5 Frames with a Mamiya 6

Ever since reading Ken Rockwell's review, I've wanted a Mamiya 6. And now I have one!...

3 months ago

Latest Post 5 Frames with Cross-Processed XP2 by Rob Kent
Kevin the Mamiya 6 with 50mm, 75mm and 150mm lens chums

Ever since reading Ken Rockwell's review, I've wanted a Mamiya 6.

"This is my favorite version, and actually, my favorite camera of all time." - Ken Rockwell

It's a medium format (6x6cm) interchangeable lens rangefinder camera, manufactured between 1989 and 1993, for which Mamiya made just three (leaf shutter) lenses: 50mm f/4, 75mm f/3.5 and 150mm f/4.5.

After coveting this camera for a while, a full system of body and three lenses came up on Ebay for "the right" price and, after prevaricating for a few days, I snapped it up. But why did I want one so much?

Well, for a medium format camera, its small. This is thanks to the fact that it's a rangefinder (so no mirror to worry about) and the fact that the lenses can be collapsed into the body when not in use. Also, its idiot proof! The camera has interlocks to stop you shooting when the lens box is collapsed, when the lens cap is on (so no "Claptons" here!) and if there's no film loaded. It's really easy to shoot: I have never seen a rangefinder patch so bright and the guidelines in the viewfinder automatically adjust for the attached lens. The light meter is averaged across the viewfinder and gives excellent results, particularly when using the auto-exposure mode. The fact that each lens has its own stepless leaf shutter means that the camera is almost silent and can flash sync at all speeds (4s to 1/500s). Oh, and the batteries last forever!

So, was it as good as I'd hoped? Absolutely, as you can probably tell from the tone of the above paragraph!
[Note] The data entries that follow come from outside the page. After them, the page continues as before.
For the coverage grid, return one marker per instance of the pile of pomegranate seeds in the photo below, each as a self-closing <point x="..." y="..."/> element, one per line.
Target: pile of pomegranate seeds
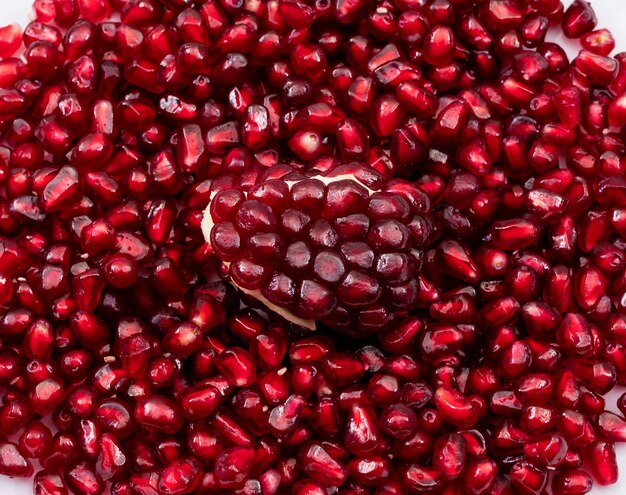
<point x="205" y="202"/>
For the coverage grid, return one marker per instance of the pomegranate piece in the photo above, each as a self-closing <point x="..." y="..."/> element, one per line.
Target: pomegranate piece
<point x="338" y="257"/>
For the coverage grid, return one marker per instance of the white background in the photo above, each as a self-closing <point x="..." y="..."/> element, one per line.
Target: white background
<point x="611" y="14"/>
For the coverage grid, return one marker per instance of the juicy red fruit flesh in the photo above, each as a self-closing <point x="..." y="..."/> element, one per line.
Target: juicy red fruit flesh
<point x="414" y="283"/>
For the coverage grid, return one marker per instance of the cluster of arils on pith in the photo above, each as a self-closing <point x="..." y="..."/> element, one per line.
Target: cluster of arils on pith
<point x="325" y="248"/>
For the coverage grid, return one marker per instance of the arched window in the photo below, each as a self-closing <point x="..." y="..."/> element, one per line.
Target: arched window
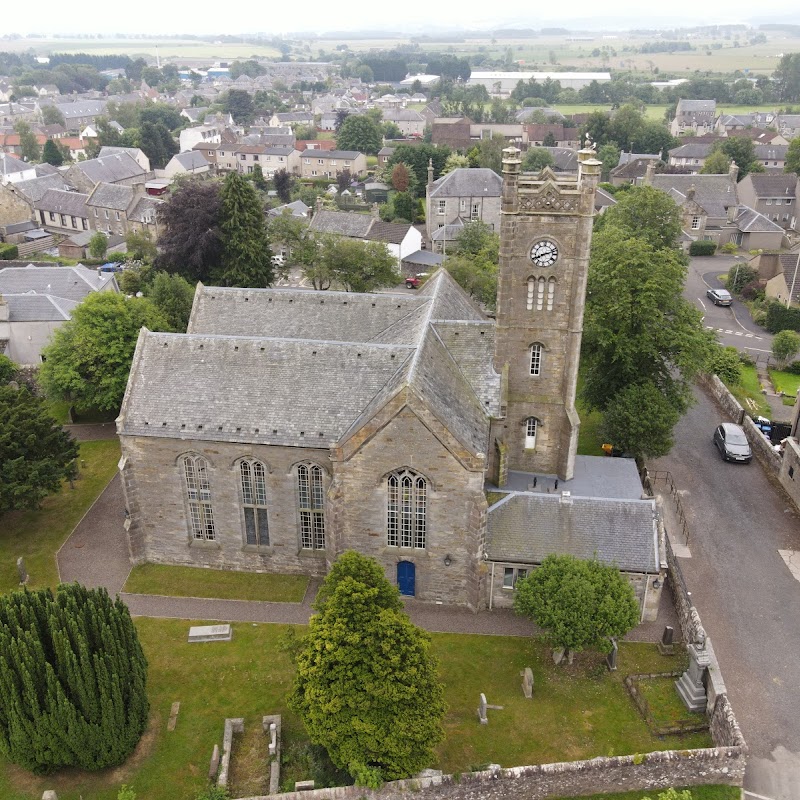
<point x="311" y="506"/>
<point x="198" y="495"/>
<point x="551" y="293"/>
<point x="254" y="502"/>
<point x="531" y="427"/>
<point x="406" y="510"/>
<point x="536" y="358"/>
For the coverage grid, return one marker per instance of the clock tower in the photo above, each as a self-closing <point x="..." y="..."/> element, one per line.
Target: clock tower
<point x="545" y="235"/>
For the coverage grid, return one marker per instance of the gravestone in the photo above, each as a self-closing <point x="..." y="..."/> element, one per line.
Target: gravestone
<point x="210" y="633"/>
<point x="527" y="682"/>
<point x="213" y="766"/>
<point x="666" y="646"/>
<point x="611" y="658"/>
<point x="173" y="716"/>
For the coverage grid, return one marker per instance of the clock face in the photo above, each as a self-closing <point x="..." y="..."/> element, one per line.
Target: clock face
<point x="544" y="253"/>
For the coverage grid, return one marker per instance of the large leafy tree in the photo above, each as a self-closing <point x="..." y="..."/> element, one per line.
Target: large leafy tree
<point x="190" y="242"/>
<point x="366" y="687"/>
<point x="72" y="680"/>
<point x="36" y="454"/>
<point x="579" y="604"/>
<point x="89" y="357"/>
<point x="361" y="133"/>
<point x="246" y="257"/>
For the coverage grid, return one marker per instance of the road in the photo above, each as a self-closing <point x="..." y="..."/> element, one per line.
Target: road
<point x="734" y="325"/>
<point x="747" y="598"/>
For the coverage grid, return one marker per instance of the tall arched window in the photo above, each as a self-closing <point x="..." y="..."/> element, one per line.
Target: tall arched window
<point x="254" y="502"/>
<point x="198" y="495"/>
<point x="536" y="358"/>
<point x="531" y="427"/>
<point x="406" y="524"/>
<point x="311" y="506"/>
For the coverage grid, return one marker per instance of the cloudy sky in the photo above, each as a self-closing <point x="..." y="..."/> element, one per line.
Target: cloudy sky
<point x="246" y="16"/>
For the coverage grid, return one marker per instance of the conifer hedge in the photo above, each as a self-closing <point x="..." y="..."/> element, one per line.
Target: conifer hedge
<point x="72" y="679"/>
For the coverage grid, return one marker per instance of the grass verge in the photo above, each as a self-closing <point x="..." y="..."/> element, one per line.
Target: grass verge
<point x="37" y="535"/>
<point x="216" y="583"/>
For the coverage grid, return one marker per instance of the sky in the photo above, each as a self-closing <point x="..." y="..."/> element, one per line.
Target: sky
<point x="165" y="17"/>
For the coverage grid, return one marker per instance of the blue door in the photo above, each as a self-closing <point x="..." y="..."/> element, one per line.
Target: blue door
<point x="406" y="578"/>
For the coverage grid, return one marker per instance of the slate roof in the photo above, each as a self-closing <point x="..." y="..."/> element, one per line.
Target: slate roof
<point x="526" y="527"/>
<point x="61" y="202"/>
<point x="465" y="182"/>
<point x="32" y="307"/>
<point x="71" y="283"/>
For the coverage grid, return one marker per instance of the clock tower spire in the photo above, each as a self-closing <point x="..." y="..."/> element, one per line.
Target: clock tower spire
<point x="545" y="236"/>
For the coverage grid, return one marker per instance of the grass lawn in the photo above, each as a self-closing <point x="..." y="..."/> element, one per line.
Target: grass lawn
<point x="577" y="712"/>
<point x="37" y="535"/>
<point x="223" y="584"/>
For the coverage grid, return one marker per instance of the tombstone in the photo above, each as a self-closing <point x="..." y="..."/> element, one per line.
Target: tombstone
<point x="666" y="646"/>
<point x="527" y="682"/>
<point x="213" y="766"/>
<point x="482" y="710"/>
<point x="690" y="685"/>
<point x="611" y="658"/>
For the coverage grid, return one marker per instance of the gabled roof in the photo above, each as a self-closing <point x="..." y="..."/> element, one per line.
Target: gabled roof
<point x="466" y="182"/>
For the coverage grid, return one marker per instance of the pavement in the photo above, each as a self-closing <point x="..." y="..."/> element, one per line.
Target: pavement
<point x="747" y="597"/>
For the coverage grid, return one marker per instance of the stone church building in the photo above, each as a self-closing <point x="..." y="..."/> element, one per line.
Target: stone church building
<point x="289" y="425"/>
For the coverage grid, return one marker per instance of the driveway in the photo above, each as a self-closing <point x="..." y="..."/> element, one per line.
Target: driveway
<point x="747" y="598"/>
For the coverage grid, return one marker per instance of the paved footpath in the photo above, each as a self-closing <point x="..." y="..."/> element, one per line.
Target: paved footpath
<point x="96" y="554"/>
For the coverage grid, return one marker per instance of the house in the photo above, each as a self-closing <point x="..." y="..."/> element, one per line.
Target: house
<point x="36" y="301"/>
<point x="331" y="163"/>
<point x="695" y="117"/>
<point x="62" y="211"/>
<point x="118" y="168"/>
<point x="462" y="195"/>
<point x="376" y="422"/>
<point x="400" y="239"/>
<point x="774" y="196"/>
<point x="189" y="163"/>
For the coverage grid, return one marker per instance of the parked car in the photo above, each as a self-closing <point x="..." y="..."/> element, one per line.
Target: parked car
<point x="732" y="443"/>
<point x="719" y="297"/>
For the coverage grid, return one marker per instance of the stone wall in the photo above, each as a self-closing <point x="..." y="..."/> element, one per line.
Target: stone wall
<point x="620" y="773"/>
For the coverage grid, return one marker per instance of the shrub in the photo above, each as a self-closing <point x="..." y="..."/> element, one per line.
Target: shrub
<point x="8" y="252"/>
<point x="702" y="248"/>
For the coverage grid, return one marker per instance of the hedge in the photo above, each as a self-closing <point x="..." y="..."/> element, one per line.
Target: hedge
<point x="702" y="248"/>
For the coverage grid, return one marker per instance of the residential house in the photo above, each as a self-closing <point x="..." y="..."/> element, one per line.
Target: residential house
<point x="62" y="211"/>
<point x="400" y="239"/>
<point x="774" y="196"/>
<point x="694" y="117"/>
<point x="191" y="163"/>
<point x="331" y="163"/>
<point x="36" y="301"/>
<point x="118" y="168"/>
<point x="462" y="195"/>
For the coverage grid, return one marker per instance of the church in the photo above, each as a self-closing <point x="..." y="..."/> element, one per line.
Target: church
<point x="289" y="425"/>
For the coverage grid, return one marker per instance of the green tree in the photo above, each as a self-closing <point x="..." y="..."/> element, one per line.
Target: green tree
<point x="29" y="147"/>
<point x="173" y="296"/>
<point x="52" y="154"/>
<point x="246" y="257"/>
<point x="536" y="159"/>
<point x="366" y="687"/>
<point x="360" y="133"/>
<point x="98" y="245"/>
<point x="73" y="680"/>
<point x="36" y="454"/>
<point x="579" y="604"/>
<point x="785" y="346"/>
<point x="89" y="357"/>
<point x="190" y="242"/>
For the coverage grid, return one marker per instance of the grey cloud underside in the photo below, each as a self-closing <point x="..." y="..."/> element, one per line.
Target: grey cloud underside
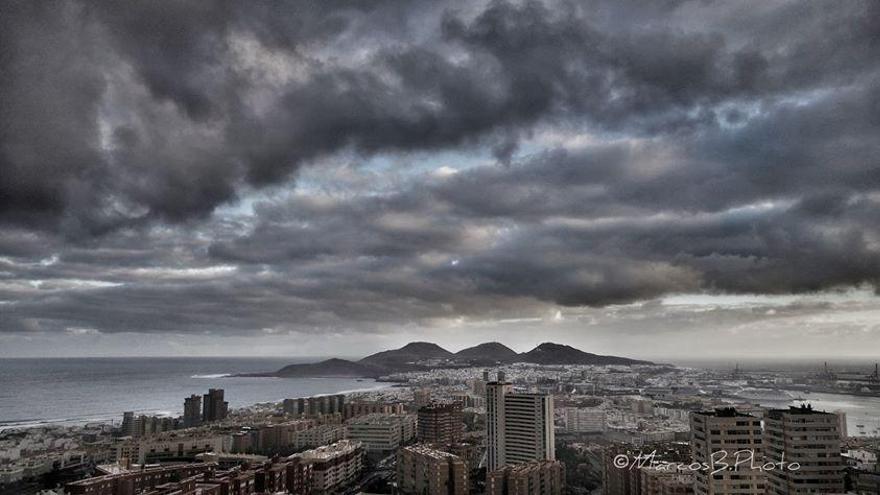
<point x="726" y="153"/>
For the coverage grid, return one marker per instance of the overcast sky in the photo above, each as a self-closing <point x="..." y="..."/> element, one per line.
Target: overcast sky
<point x="650" y="179"/>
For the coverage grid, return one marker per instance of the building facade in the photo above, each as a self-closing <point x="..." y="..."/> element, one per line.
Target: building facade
<point x="440" y="423"/>
<point x="519" y="426"/>
<point x="531" y="478"/>
<point x="808" y="439"/>
<point x="720" y="439"/>
<point x="422" y="470"/>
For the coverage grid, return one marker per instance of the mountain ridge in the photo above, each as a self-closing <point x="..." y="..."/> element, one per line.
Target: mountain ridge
<point x="426" y="355"/>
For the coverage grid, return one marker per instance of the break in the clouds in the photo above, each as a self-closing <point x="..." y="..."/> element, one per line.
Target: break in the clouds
<point x="238" y="169"/>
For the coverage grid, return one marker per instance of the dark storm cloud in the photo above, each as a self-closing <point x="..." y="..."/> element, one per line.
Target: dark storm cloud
<point x="721" y="152"/>
<point x="85" y="144"/>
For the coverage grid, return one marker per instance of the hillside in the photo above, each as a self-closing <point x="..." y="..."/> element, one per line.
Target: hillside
<point x="331" y="368"/>
<point x="487" y="352"/>
<point x="407" y="355"/>
<point x="550" y="353"/>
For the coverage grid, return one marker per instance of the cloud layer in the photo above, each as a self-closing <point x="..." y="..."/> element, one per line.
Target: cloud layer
<point x="234" y="168"/>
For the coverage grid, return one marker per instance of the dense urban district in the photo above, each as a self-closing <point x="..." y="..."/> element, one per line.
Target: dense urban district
<point x="487" y="420"/>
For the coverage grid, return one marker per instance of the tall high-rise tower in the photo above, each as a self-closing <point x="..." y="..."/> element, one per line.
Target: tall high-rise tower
<point x="725" y="435"/>
<point x="519" y="426"/>
<point x="809" y="439"/>
<point x="214" y="408"/>
<point x="192" y="411"/>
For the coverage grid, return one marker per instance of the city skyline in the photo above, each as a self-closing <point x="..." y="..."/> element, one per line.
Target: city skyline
<point x="657" y="180"/>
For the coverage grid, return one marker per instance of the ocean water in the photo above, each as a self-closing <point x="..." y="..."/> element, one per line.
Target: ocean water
<point x="79" y="390"/>
<point x="862" y="413"/>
This camera really is a joy to shoot. After using both Fed-4 and Petri 7 35mm rangefinders before, I swore I would never get another after finding them hard/frustrating to focus in anything but perfect, bright light. The Mamiya 6 has changed my mind: focusing is so easy thanks to the large viewfinder and the bright rangefinder patch.

With all the pro's I should at least mention one con: changing lenses is a bit of an involved process. Because there is no mirror and the shutter is actually in the lens, you have to deploy a builtin screen over the film, by turning a control on the base of the camera, before you can remove the lens. To deploy the screen, you first have to wind the film on. Once you have changed the lens, you then have to remember to stow the screen. The good thing is that the camera provides electro-mechanical interlocks to stop you getting this sequence wrong, but I did have to read the manual to get the steps in the right order.

So, I loaded up a 120 roll of Ilford Delta 400 Professional and what follows are five of the images I took around Dundee.

"Jogger", Mamiya 6, 50mm f/4 @ f/4, 1/500s, Ilford Delta 400 Professional
"Tay Rail Bridge", Mamiya 6, 50mm f/4 @ f/8, 1/250s, Ilford Delta 400 Professional
"Aftermath", Mamiya 6, 50mm f/4 @ f/4, 1/250s, Ilford Delta 400 Professional
"Yesterday's Tomorrow", Mamiya 6, 75mm f/3.5 @ f/11, 1/250s, Ilford Delta 400 Professional
"Fife over the Tay", Mamiya 6, 150mm f/4.5 @ f/16, 1/250s, Ilford Delta 400 Professional

All in all, I was very pleased with the results. Whilst not all of the twelve shots were well composed (mea culpa), they were all well exposed (thank you auto-exposure mode!) and in focus. I had this first roll of film professionally developed to ensure good results and to verify the cameras operation, however, as can be seen in the last image, a few hairs made there way on to the scanner! I will rescan them in due course...

Anywho, if you can, buy a Mamiya 6! You won't be dissapointed.